Q2.3 — Dep resolver (runner/harness/deps.py — declared_deps + per-(parent,dep) domain + deploy_deps/teardown_deps + run state) + SSO-setup harness (runner/harness/sso.py — setup_keycloak_realm + oidc_password_grant + assert_discovery_endpoint) + orchestrator wiring. 7 new unit tests; 28/28 PASS. Subsumes Q0.4. Commit 4d6b040.
Q2.4 — RE-CLAIMED @2026-05-28 (commit c6e94af F2-5 fix on top of 9e88741). tests/lasuite-docs/recipe_meta.py DEPS = ["keycloak"]; test_oidc_with_keycloak.py proves the full SSO flow. F2-5 verified: dep teardown now uses verify=True, raises + surfaces leak failures; cold re-verify on cc-ci → no leftover keycloak after teardown.

Q3 — SSO-dependent suite (lasuite-docs, lasuite-drive, lasuite-meet, cryptpad, immich)

[~] Q3.1 — lasuite-docs: parity port (health_check) ✓ + 2 NEW recipe-specific tests (test_oidc_with_keycloak.py — Q2.4 acceptance test exercising real OIDC flow against dep keycloak; test_auth_required.py — protected backend API requires auth). Open follow-up: oidc_login.py + upload_conversion.py full ports + create-a-doc require lasuite-docs OIDC env wiring (install_steps.sh wires dep keycloak's client_secret + OIDC env into lasuite-docs's .env at install time). Documented in tests/lasuite-docs/ PARITY.md.
Q3.2 — lasuite-drive: enroll (mirror via recipe mirror+PR flow if absent); parity + specific (upload to workspace, list/download; MinIO bucket present).

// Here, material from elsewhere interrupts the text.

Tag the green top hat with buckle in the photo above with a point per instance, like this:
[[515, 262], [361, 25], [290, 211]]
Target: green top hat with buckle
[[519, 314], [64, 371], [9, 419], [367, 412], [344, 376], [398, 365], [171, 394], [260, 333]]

Q3.3 — lasuite-meet: parity (health_check, oidc_login, meeting_flow, webrtc-media, webrtc-relay) + specific (create-a-room, two-user LiveKit token issuance, ICE-candidate gathering).
[~] Q3.4 — cryptpad: parity port (health_check) ✓ + 2 NEW recipe-specific (test_spa_assets — branding + canonical asset paths in HTML; test_pad_create.py — Playwright SPA renders + JS bundle loads + no console errors). Open follow-up: the §4.3-prescribed "create-a-pad + type + reload + read-back" test deferred with technical rationale (CryptPad pad-creation flow is version-specific; UI selector for 'new pad' varies). See DECISIONS.md Phase-2 Q3.4 section; Adversary sign-off pending per §7.1.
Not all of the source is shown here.